Thursday, February 10, 2005

Peggy Noonan writes today about Pope John Paul. It is an excruciatingly long essay with her point supposedly to convey to us why the Pope's suffering is purposeful.

All well and good, if in fact she's able to actually communicate the point(s). I fail to comprehend it. (As an aside to all those religious, none of my comments, pro or con, have anything to do with the Pope but rather strictly Peggy Noonan; thought I'd steer off the trigger-happy emailers).

My question is: what is it exactly he's teaching us through his suffering (her words) that we don't necessarily learn from many others who go through the same sort of suffering when they're in the final stages of their lives? In her typical sanctimonious, and snobbish way, she elevates the Pope to God- or Christ-like levels, literally (read it, you'll see what I mean). Yet, as far as I understand it, Jesus tried to convey that each and every one of us is capable of being God-like as he implored that we act & feel in ways that he taught. In other words, the suffering of the Pope should not be held in any higher or lower regard than anyone else similarly suffering in the world. I realize his place in the religious order of things and fully appreciate the attention given to him (duh), but that's not what I am talking about, nor is Peggy supposed to be either.
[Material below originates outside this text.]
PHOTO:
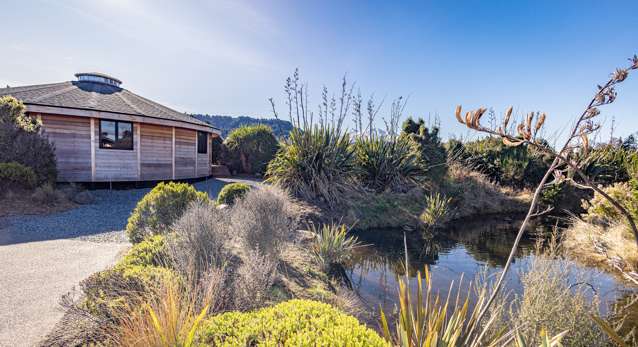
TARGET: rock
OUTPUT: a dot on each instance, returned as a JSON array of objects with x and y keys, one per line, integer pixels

As an example, she writes:
And yet as I watched him I realized I did not see him as ill and frail. I saw him as encased--trapped in there, in an outer immobility. And yet inside he is still John Paul.
I thought: he is a victim soul. His suffering has meaning.
He is teaching us something through his pain.
Huh? When I witnessed my grandfather dying of lung cancer, I too saw him "trapped in there" -- inside he was still there. Yet, his suffering, while personal, was just as "meaningful" as anyone else who was or is going through such suffering.

It's another instance of Peggy trying to wax poetic, and worse yet to try to attain deep, provocative heights, and ultimately failing -- by lots. She comes off sounding like some giddy, naive child, using kid-like prose to convey whatever it is she's trying to convey (it very often gets lost).

The kicker was this:
I called the great writer and thinker Michael Novak.
Yes, believe it, she considers Novak a great thinker. Nuf said.